Anya Richter Hodes advises public and private companies, financial institutions and private equity firms on mergers, acquisitions, dispositions, tender and exchange offers, investments, carveouts and restructurings. She also advises clients on shareholder activism, takeover preparedness, securities laws, SEC disclosure and corporate governance matters.

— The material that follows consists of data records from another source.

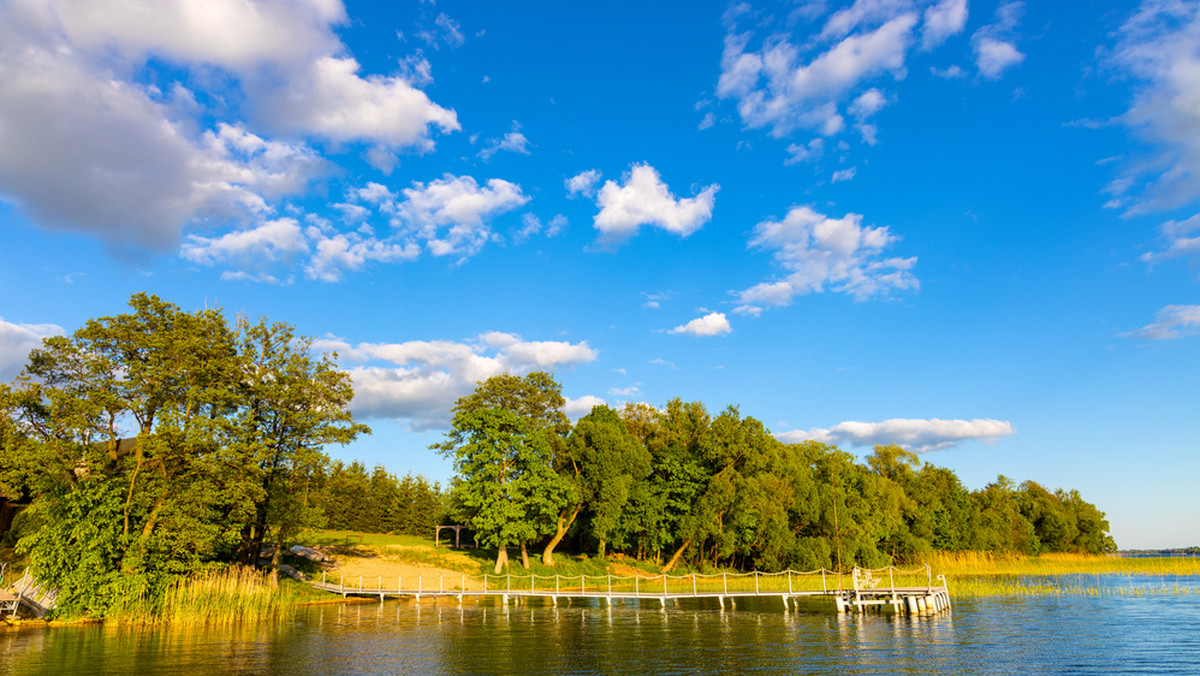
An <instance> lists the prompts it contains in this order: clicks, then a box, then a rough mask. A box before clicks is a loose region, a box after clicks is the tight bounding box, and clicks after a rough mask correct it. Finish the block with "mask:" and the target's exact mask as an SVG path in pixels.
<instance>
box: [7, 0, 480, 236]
mask: <svg viewBox="0 0 1200 676" xmlns="http://www.w3.org/2000/svg"><path fill="white" fill-rule="evenodd" d="M346 22H347V16H346V11H344V7H343V6H342V4H341V1H338V0H295V1H284V0H259V1H257V2H250V1H246V0H210V1H206V2H192V1H188V0H161V1H157V2H116V4H113V2H107V4H95V2H92V4H88V2H74V1H71V0H44V1H41V2H7V4H4V5H2V6H0V91H4V92H5V95H4V96H2V97H0V120H4V122H5V124H4V125H0V195H2V196H4V199H6V201H8V202H11V203H12V204H14V205H17V207H18V208H19V209H20V210H22V211H23V213H24V214H25V215H28V216H29V217H30V219H31V220H34V221H35V222H36V223H37V225H40V226H43V227H50V228H58V229H70V231H77V232H85V233H91V234H95V235H97V237H98V238H101V239H103V240H104V241H107V243H110V244H115V245H119V246H133V247H140V249H151V250H168V249H172V247H174V246H176V245H178V243H179V241H180V240H181V237H182V232H184V229H185V227H187V226H188V225H191V223H203V225H205V226H208V227H214V226H218V225H232V226H234V227H240V226H245V225H246V223H252V222H259V221H262V220H263V219H269V217H274V216H275V211H276V209H277V208H278V207H280V204H278V201H280V199H281V198H283V197H287V196H290V195H298V193H302V192H304V191H305V190H306V189H307V185H308V184H310V181H312V180H314V179H316V178H320V177H323V175H324V173H325V172H326V167H325V162H324V161H322V160H320V157H319V155H318V154H317V152H316V151H314V150H312V149H311V148H310V146H308V145H307V144H306V142H305V140H301V139H304V138H306V137H314V138H318V139H322V140H328V142H332V143H334V144H344V143H365V144H368V145H371V146H372V148H371V150H370V151H368V152H367V154H368V156H371V157H374V158H376V160H373V161H376V163H377V164H379V163H386V164H389V166H394V155H392V154H391V149H408V148H413V149H416V150H420V151H426V150H428V149H431V148H432V145H433V142H432V138H431V133H432V132H433V131H434V130H440V131H443V132H449V131H454V130H457V128H458V122H457V119H456V116H455V113H454V112H452V110H449V109H445V108H442V107H439V106H437V104H434V103H433V102H432V101H430V98H428V97H427V96H426V95H425V94H424V92H422V91H420V90H418V89H415V88H414V86H413V85H412V83H410V82H408V80H407V79H406V78H404V77H403V76H398V77H388V76H371V74H360V72H359V71H360V67H359V64H358V62H356V61H355V60H354V58H353V56H350V55H349V54H348V53H347V48H346V46H344V44H343V43H342V42H341V40H340V38H338V37H337V35H336V32H335V29H336V26H338V25H341V24H343V23H346ZM148 73H149V77H148ZM426 76H427V73H426ZM156 79H161V80H162V82H163V83H164V85H163V86H162V89H158V88H156V86H152V85H148V84H143V83H145V82H148V80H151V82H154V80H156ZM420 79H424V80H426V82H427V77H425V76H421V78H420ZM181 83H187V86H203V88H206V89H204V90H203V91H200V90H197V92H193V91H191V90H188V89H187V88H186V86H185V85H184V84H181ZM214 119H216V120H217V121H215V122H212V121H211V120H214ZM221 120H226V121H221ZM247 130H251V131H247ZM274 132H284V133H288V134H289V137H290V138H292V139H293V140H287V142H283V140H278V139H271V138H269V137H265V136H263V134H264V133H274ZM389 157H390V158H391V160H388V162H384V160H385V158H389Z"/></svg>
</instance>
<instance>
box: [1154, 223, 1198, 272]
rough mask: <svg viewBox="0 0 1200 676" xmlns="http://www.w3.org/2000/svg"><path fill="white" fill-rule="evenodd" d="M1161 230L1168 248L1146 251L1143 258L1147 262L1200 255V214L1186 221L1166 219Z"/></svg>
mask: <svg viewBox="0 0 1200 676" xmlns="http://www.w3.org/2000/svg"><path fill="white" fill-rule="evenodd" d="M1159 232H1160V233H1162V239H1164V240H1165V241H1166V249H1164V250H1163V251H1151V252H1147V253H1144V255H1142V256H1141V259H1142V261H1145V262H1146V263H1150V264H1152V265H1153V264H1154V263H1158V262H1159V261H1165V259H1169V258H1188V257H1200V214H1198V215H1195V216H1192V217H1190V219H1187V220H1186V221H1166V222H1165V223H1163V225H1162V226H1159Z"/></svg>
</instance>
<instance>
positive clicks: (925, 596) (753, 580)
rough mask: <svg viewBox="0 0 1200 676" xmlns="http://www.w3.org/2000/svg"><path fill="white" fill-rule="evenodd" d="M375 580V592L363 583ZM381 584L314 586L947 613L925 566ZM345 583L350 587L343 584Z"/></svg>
mask: <svg viewBox="0 0 1200 676" xmlns="http://www.w3.org/2000/svg"><path fill="white" fill-rule="evenodd" d="M372 581H373V582H376V585H374V587H372V586H370V582H372ZM391 581H392V580H388V581H386V582H388V586H384V584H385V581H384V579H383V578H377V579H376V580H364V579H362V578H361V576H359V578H358V579H354V580H346V579H344V578H338V580H337V581H336V582H335V581H332V580H329V579H326V578H325V576H322V580H320V581H313V582H312V584H313V586H316V587H318V588H320V590H324V591H328V592H331V593H337V594H342V597H378V598H379V600H383V599H384V598H388V597H392V598H398V597H412V598H415V599H418V600H419V599H421V598H422V597H430V598H434V599H439V598H452V599H456V600H457V602H458V603H462V599H463V597H474V598H476V599H478V598H486V597H496V598H499V599H500V600H502V603H509V600H510V599H511V600H514V602H517V603H520V602H521V599H528V598H542V599H546V600H548V602H550V603H552V604H554V605H557V604H558V602H559V599H565V600H568V602H569V600H571V599H598V600H599V602H600V603H608V604H610V605H611V604H612V603H613V602H614V600H619V602H624V603H629V602H630V600H636V602H637V603H643V602H652V603H654V602H656V603H658V604H659V605H660V606H666V604H667V602H673V603H676V604H678V603H679V600H682V599H709V600H713V599H715V600H716V603H718V604H719V605H720V608H722V609H724V608H725V604H726V602H728V603H730V605H731V608H732V606H733V605H734V604H736V603H737V599H742V598H772V597H774V598H778V599H780V603H781V604H782V606H784V608H785V609H788V608H792V606H797V605H798V602H799V599H804V598H832V599H833V602H834V608H835V609H836V610H838V611H839V612H844V611H845V612H848V611H864V610H868V609H880V610H884V609H892V610H893V611H894V612H898V614H904V612H907V614H912V615H918V614H936V612H941V611H943V610H948V609H949V608H950V596H949V590H948V588H947V586H946V579H944V576H942V575H938V576H937V578H936V582H935V578H934V576H932V573H931V572H930V569H929V567H928V566H926V567H923V568H916V569H907V570H905V569H900V568H895V567H889V568H881V569H874V570H869V569H862V568H856V569H853V570H852V572H851V573H848V574H846V573H834V572H832V570H826V569H821V570H811V572H798V570H784V572H781V573H760V572H754V573H742V574H728V573H720V574H715V575H700V574H692V575H629V576H620V575H570V576H568V575H484V576H482V578H474V576H469V575H460V576H457V578H448V576H445V575H437V576H434V575H430V576H425V575H416V576H415V579H414V576H409V578H396V579H395V586H392V585H391V584H390V582H391ZM347 582H350V584H349V585H348V584H347Z"/></svg>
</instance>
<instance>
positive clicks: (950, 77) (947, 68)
mask: <svg viewBox="0 0 1200 676" xmlns="http://www.w3.org/2000/svg"><path fill="white" fill-rule="evenodd" d="M929 72H930V73H932V74H934V76H935V77H940V78H942V79H961V78H964V77H966V74H967V72H966V71H964V70H962V68H961V67H959V66H949V67H946V68H935V67H932V66H930V68H929Z"/></svg>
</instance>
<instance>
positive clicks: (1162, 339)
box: [1121, 305, 1200, 340]
mask: <svg viewBox="0 0 1200 676" xmlns="http://www.w3.org/2000/svg"><path fill="white" fill-rule="evenodd" d="M1198 333H1200V305H1168V306H1166V307H1163V309H1162V310H1159V311H1158V315H1157V316H1156V317H1154V322H1153V323H1150V324H1146V325H1145V327H1142V328H1140V329H1138V330H1135V331H1129V333H1126V334H1121V336H1122V337H1127V339H1134V340H1171V339H1180V337H1184V336H1192V335H1196V334H1198Z"/></svg>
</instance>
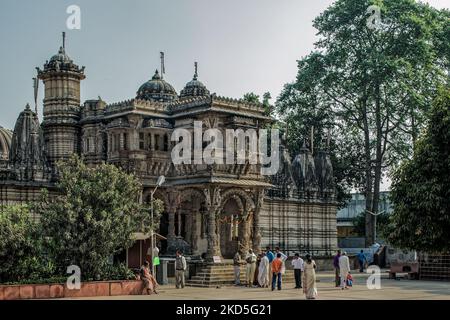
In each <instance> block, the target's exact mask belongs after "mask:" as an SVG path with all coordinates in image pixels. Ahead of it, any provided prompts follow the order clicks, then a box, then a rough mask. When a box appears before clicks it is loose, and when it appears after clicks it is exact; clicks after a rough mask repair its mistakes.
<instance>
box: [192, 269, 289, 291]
mask: <svg viewBox="0 0 450 320" xmlns="http://www.w3.org/2000/svg"><path fill="white" fill-rule="evenodd" d="M245 272H246V267H245V265H244V266H242V267H241V276H240V279H241V284H243V285H245V284H246V281H245ZM283 282H286V283H293V282H294V272H293V270H286V273H285V274H284V275H283ZM232 285H234V268H233V265H231V264H230V265H223V264H222V265H210V266H207V267H205V268H202V269H201V270H200V271H199V272H197V274H196V275H195V276H193V277H192V278H191V279H189V280H187V281H186V286H189V287H201V288H215V287H223V286H232Z"/></svg>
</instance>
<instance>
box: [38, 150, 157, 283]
mask: <svg viewBox="0 0 450 320" xmlns="http://www.w3.org/2000/svg"><path fill="white" fill-rule="evenodd" d="M58 171H59V181H58V184H57V188H58V192H59V195H58V196H56V197H52V198H50V197H48V196H47V195H46V194H44V196H43V201H42V202H41V203H40V204H39V205H38V206H37V208H36V210H37V211H38V212H39V213H40V215H41V224H42V230H43V235H44V236H45V237H46V238H47V239H48V243H47V249H48V251H49V254H50V255H51V256H52V258H53V259H54V261H55V263H56V264H57V266H58V267H59V268H60V270H59V272H60V273H65V271H66V268H67V267H68V266H70V265H77V266H79V267H80V268H81V274H82V277H83V278H84V279H94V280H96V279H99V278H100V277H101V276H102V275H103V274H104V271H105V270H106V269H108V268H109V266H108V264H109V259H110V258H111V257H112V255H114V254H115V253H118V252H120V251H122V250H123V249H126V248H129V247H130V246H131V245H132V243H133V239H132V235H133V233H135V232H144V233H148V232H149V231H150V228H151V227H152V226H151V220H150V210H149V208H148V206H145V205H142V204H141V203H140V197H141V193H142V185H141V184H140V182H139V181H138V179H137V178H136V177H134V176H132V175H128V174H126V173H125V172H123V171H122V170H121V169H119V168H117V167H115V166H113V165H109V164H101V165H99V166H97V167H95V168H89V167H87V166H86V165H85V164H84V163H83V161H82V160H81V159H80V158H79V157H78V156H73V157H72V158H71V159H69V160H68V161H67V162H62V163H59V164H58ZM155 211H156V216H157V215H158V212H160V211H161V203H159V202H157V203H156V204H155Z"/></svg>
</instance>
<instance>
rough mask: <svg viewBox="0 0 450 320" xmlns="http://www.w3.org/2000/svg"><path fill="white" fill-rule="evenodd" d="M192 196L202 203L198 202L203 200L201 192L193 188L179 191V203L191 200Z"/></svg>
mask: <svg viewBox="0 0 450 320" xmlns="http://www.w3.org/2000/svg"><path fill="white" fill-rule="evenodd" d="M193 196H194V197H196V198H198V199H201V200H202V201H200V202H203V201H204V200H205V194H204V193H203V192H202V191H200V190H198V189H195V188H189V189H184V190H181V191H180V203H182V202H184V201H187V200H191V199H192V197H193Z"/></svg>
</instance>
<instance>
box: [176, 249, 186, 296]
mask: <svg viewBox="0 0 450 320" xmlns="http://www.w3.org/2000/svg"><path fill="white" fill-rule="evenodd" d="M186 269H187V264H186V258H185V257H184V256H183V254H182V253H181V251H180V250H177V257H176V259H175V285H176V287H177V289H180V287H181V288H182V289H183V288H184V284H185V281H184V274H185V272H186Z"/></svg>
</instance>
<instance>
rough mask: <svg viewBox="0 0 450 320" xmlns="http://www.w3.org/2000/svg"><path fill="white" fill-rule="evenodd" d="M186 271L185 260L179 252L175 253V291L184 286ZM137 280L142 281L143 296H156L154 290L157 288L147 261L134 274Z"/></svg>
mask: <svg viewBox="0 0 450 320" xmlns="http://www.w3.org/2000/svg"><path fill="white" fill-rule="evenodd" d="M186 269H187V263H186V258H185V257H184V256H183V253H182V252H181V251H180V250H177V252H176V258H175V286H176V288H177V289H183V288H184V286H185V273H186ZM136 279H137V280H142V282H143V284H144V292H143V293H145V294H148V295H150V294H158V292H157V291H156V288H157V287H158V286H159V285H158V282H157V281H156V279H155V277H154V276H153V275H152V273H151V271H150V263H149V262H148V261H145V262H144V265H143V266H142V267H141V269H140V271H139V273H138V274H136Z"/></svg>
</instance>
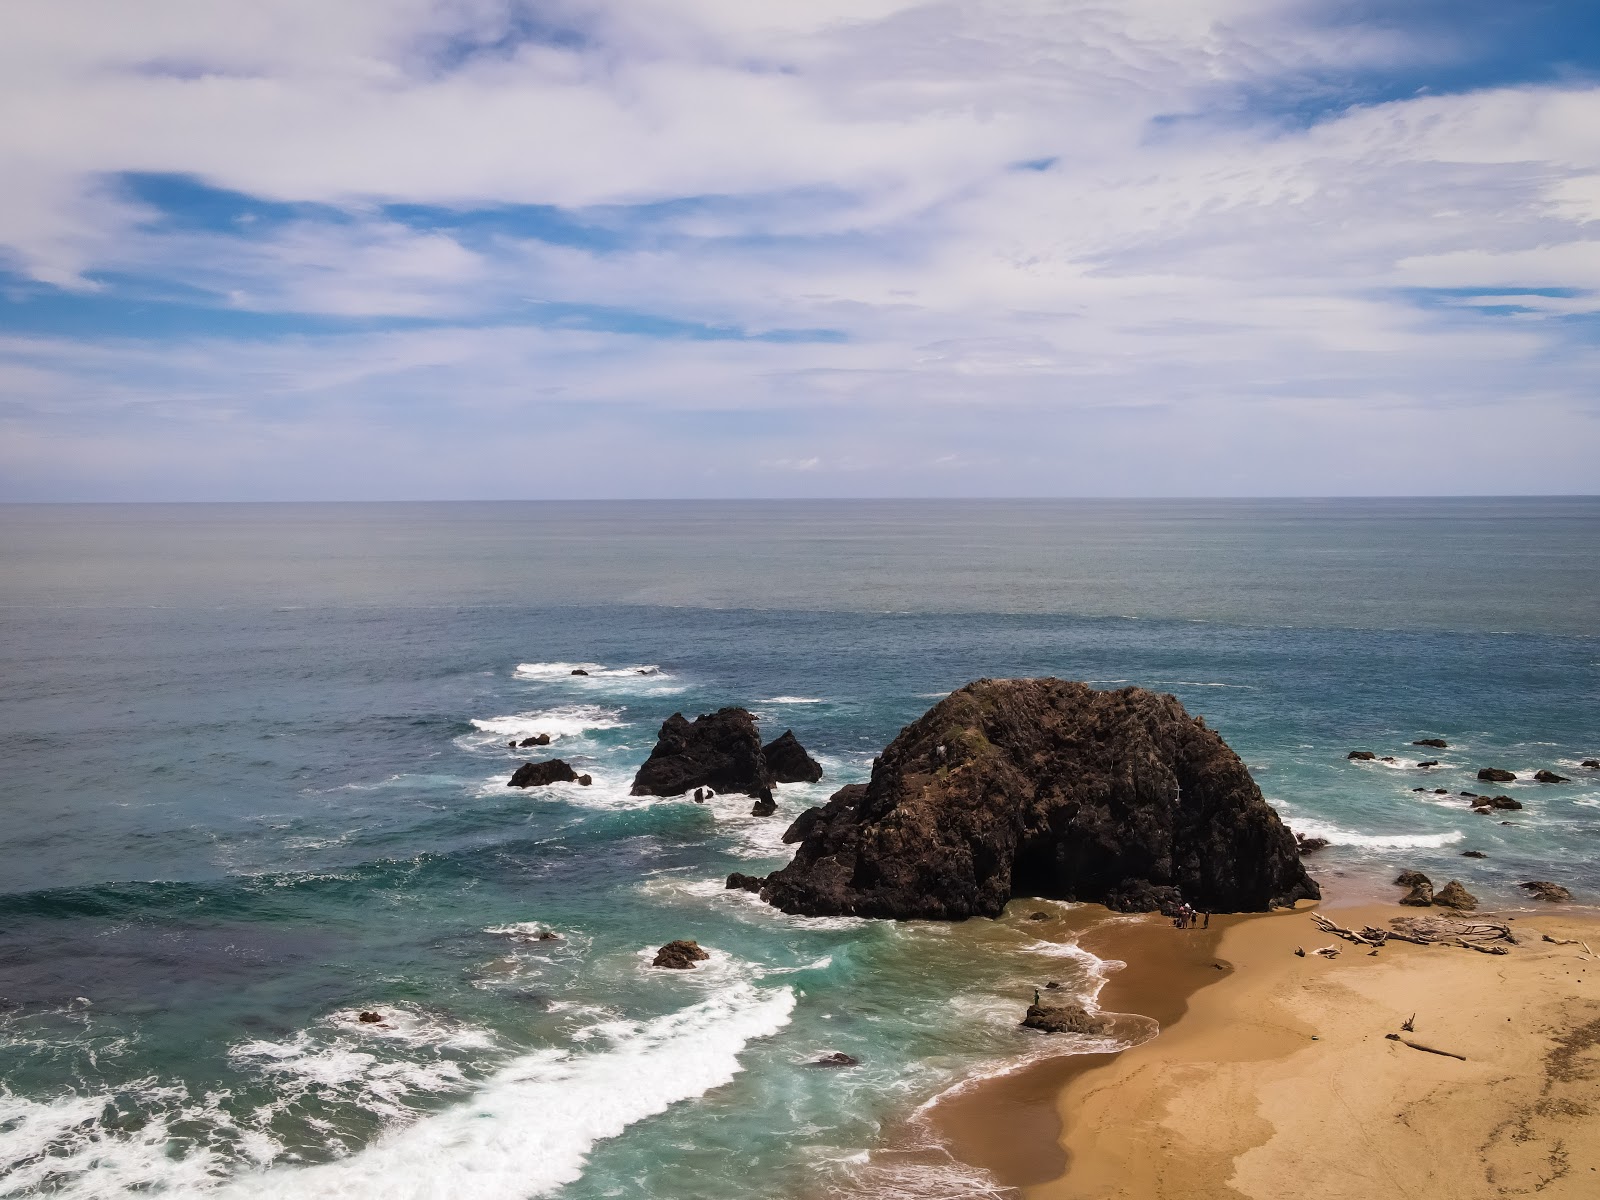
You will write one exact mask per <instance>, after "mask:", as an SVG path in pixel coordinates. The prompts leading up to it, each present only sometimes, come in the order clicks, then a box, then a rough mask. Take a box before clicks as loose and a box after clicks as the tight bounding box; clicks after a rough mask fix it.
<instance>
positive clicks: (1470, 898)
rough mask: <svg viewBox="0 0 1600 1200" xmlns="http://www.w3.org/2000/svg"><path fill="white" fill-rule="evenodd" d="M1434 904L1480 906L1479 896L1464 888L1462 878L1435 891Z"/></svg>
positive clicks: (1451, 880) (1443, 906)
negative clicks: (1476, 895) (1479, 905)
mask: <svg viewBox="0 0 1600 1200" xmlns="http://www.w3.org/2000/svg"><path fill="white" fill-rule="evenodd" d="M1402 902H1403V901H1402ZM1434 904H1438V906H1440V907H1445V909H1461V910H1472V909H1475V907H1478V898H1477V896H1474V894H1472V893H1470V891H1467V890H1466V888H1462V886H1461V880H1450V883H1446V885H1445V886H1442V888H1440V890H1438V891H1435V893H1434Z"/></svg>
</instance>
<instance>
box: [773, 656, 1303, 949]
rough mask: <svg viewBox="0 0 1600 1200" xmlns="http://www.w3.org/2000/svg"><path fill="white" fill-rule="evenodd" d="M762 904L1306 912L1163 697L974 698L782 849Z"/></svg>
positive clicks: (792, 908)
mask: <svg viewBox="0 0 1600 1200" xmlns="http://www.w3.org/2000/svg"><path fill="white" fill-rule="evenodd" d="M784 842H789V843H797V842H798V843H800V846H798V851H797V853H795V858H794V861H792V862H790V864H789V866H787V867H782V869H781V870H776V872H773V874H771V875H768V877H766V886H765V888H763V891H762V894H763V898H765V899H766V901H768V902H770V904H774V906H776V907H779V909H782V910H784V912H795V914H805V915H832V914H846V915H858V917H893V918H906V920H909V918H936V920H962V918H966V917H974V915H982V917H998V915H1000V912H1002V910H1003V909H1005V906H1006V901H1010V899H1011V898H1013V896H1045V898H1051V899H1078V901H1101V902H1104V904H1107V906H1110V907H1114V909H1120V910H1125V912H1147V910H1150V909H1160V907H1166V906H1171V904H1176V902H1179V901H1189V902H1190V904H1194V906H1195V907H1200V909H1206V910H1211V912H1237V910H1261V909H1267V907H1272V906H1277V904H1293V902H1294V901H1296V899H1302V898H1317V896H1318V894H1320V893H1318V890H1317V885H1315V883H1314V882H1312V880H1310V877H1309V875H1307V874H1306V869H1304V867H1302V866H1301V862H1299V854H1298V853H1296V848H1294V837H1293V835H1291V834H1290V832H1288V829H1285V826H1283V822H1282V821H1278V814H1277V813H1275V811H1274V810H1272V808H1270V806H1269V805H1267V803H1266V800H1262V797H1261V790H1259V789H1258V787H1256V784H1254V781H1253V779H1251V778H1250V773H1248V771H1246V770H1245V765H1243V763H1242V762H1240V758H1238V755H1235V754H1234V752H1232V750H1230V749H1229V747H1227V744H1226V742H1224V741H1222V739H1221V738H1219V736H1218V734H1216V733H1213V731H1211V730H1208V728H1206V726H1205V723H1203V722H1200V720H1198V718H1194V717H1190V715H1189V714H1187V712H1184V707H1182V704H1179V702H1178V699H1176V698H1173V696H1163V694H1157V693H1152V691H1144V690H1142V688H1122V690H1118V691H1096V690H1093V688H1090V686H1086V685H1083V683H1069V682H1064V680H1056V678H1026V680H979V682H976V683H970V685H966V686H965V688H962V690H958V691H955V693H952V694H950V696H947V698H946V699H942V701H939V704H936V706H934V707H933V709H930V710H928V712H926V714H925V715H923V717H920V718H918V720H917V722H914V723H912V725H907V726H906V728H904V730H901V733H899V736H898V738H896V739H894V741H893V742H891V744H890V746H888V749H885V750H883V754H882V755H880V757H878V758H877V762H875V763H874V768H872V781H870V782H869V784H851V786H848V787H842V789H840V790H838V792H835V794H834V798H832V800H829V802H827V805H826V806H821V808H810V810H806V811H805V813H802V814H800V818H798V819H797V821H795V822H794V824H792V826H790V827H789V830H787V832H786V834H784Z"/></svg>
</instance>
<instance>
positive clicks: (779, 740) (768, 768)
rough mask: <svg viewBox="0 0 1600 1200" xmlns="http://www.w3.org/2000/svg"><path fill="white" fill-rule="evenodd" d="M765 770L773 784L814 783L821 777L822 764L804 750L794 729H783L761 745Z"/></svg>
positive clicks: (799, 740)
mask: <svg viewBox="0 0 1600 1200" xmlns="http://www.w3.org/2000/svg"><path fill="white" fill-rule="evenodd" d="M762 754H763V755H765V757H766V770H768V771H771V776H773V782H774V784H814V782H816V781H818V779H821V778H822V766H821V765H819V763H818V760H816V758H813V757H811V755H810V754H806V752H805V747H803V746H802V744H800V739H798V738H795V734H794V730H784V731H782V733H781V734H779V736H776V738H773V739H771V741H770V742H766V746H763V747H762Z"/></svg>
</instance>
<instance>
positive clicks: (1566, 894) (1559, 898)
mask: <svg viewBox="0 0 1600 1200" xmlns="http://www.w3.org/2000/svg"><path fill="white" fill-rule="evenodd" d="M1517 886H1518V888H1526V890H1528V894H1530V896H1533V899H1542V901H1549V902H1550V904H1563V902H1565V901H1570V899H1571V898H1573V893H1570V891H1568V890H1566V888H1563V886H1562V885H1560V883H1550V882H1549V880H1530V882H1528V883H1518V885H1517Z"/></svg>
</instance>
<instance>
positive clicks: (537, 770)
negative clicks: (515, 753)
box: [506, 758, 578, 787]
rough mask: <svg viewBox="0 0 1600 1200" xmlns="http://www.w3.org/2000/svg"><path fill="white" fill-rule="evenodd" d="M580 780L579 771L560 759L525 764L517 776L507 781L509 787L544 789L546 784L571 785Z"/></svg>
mask: <svg viewBox="0 0 1600 1200" xmlns="http://www.w3.org/2000/svg"><path fill="white" fill-rule="evenodd" d="M576 779H578V771H574V770H573V768H571V766H568V765H566V763H563V762H562V760H560V758H550V762H547V763H523V765H522V766H518V768H517V771H515V774H512V778H510V779H507V781H506V786H507V787H544V786H546V784H570V782H574V781H576Z"/></svg>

Examples of Ms. Richter Hodes’ representations include:
- Fortress Value Acquisition Corp. II in its pending $2.5 billion merger with ATI Physical
- BridgeBio Pharma, Inc. in its $1 billion acquisition of the remaining 36% stake in Eidos
Therapeutics, Inc. that it does not already own;
- Veritas Capital in its pending $2.8 billion acquisition of Cubic Corporation;
- Kemet Corporation in its $1.8 billion acquisition by Yageo Corporation;
- IAC/InterActiveCorp in its $600 million acquisition of Care.com;
- Realogy Holdings Corp. in its proposed, but since terminated, $400 million sale of its global relocation business to an affiliate of SIRVA, Inc., a portfolio company of Madison Dearborn Partners, LLC;
- Merit Medical Systems, Inc. in its settlement with activist shareholder Starboard Value LP following a threatened proxy contest;
- HC2 Holdings Inc. in its response to a consent solicitation to remove the entire board and a threatened proxy contest by MG Capital and Percy Rockdale, as well as the subsequent negotiation of settlement agreements with major stockholders of HC2;
- Brookdale Senior Living Inc. in numerous transactions, including:
- its multipart joint venture transaction with Healthpeak Properties, Inc. (formerly HCP, Inc.); and
- in connection with multiple proxy contests threatened by activist shareholder Land & Buildings;
- Navient Corporation in numerous transactions, including:
- its evaluation and rejection of a $3.2 billion unsolicited acquisition proposal from Canyon Capital and Platinum Equity;
- in connection with a threatened proxy contest by Canyon Capital and subsequent negotiation of a settlement agreement; and
- its share repurchase transaction totaling $300 million;
- A. Schulman, Inc. in its $2.25 billion acquisition by LyondellBasell N.V.;
- H.I.G. Bayside Capital in the sale of its portfolio company, Jackson Hewitt Tax Service Inc., to Corsair Capital LLC;
- Iconix Brand Group, Inc. in its response to the rapid accumulation of common stock by Sports Direct International plc and by Huber Capital Management LLC, including the adoption of a shareholder rights plan; and
- AEP Industries Inc. in its $765 million sale to Berry Plastics Group, Inc.
Ms. Richter Hodes also provides pro bono legal services to a variety of New York-based clients.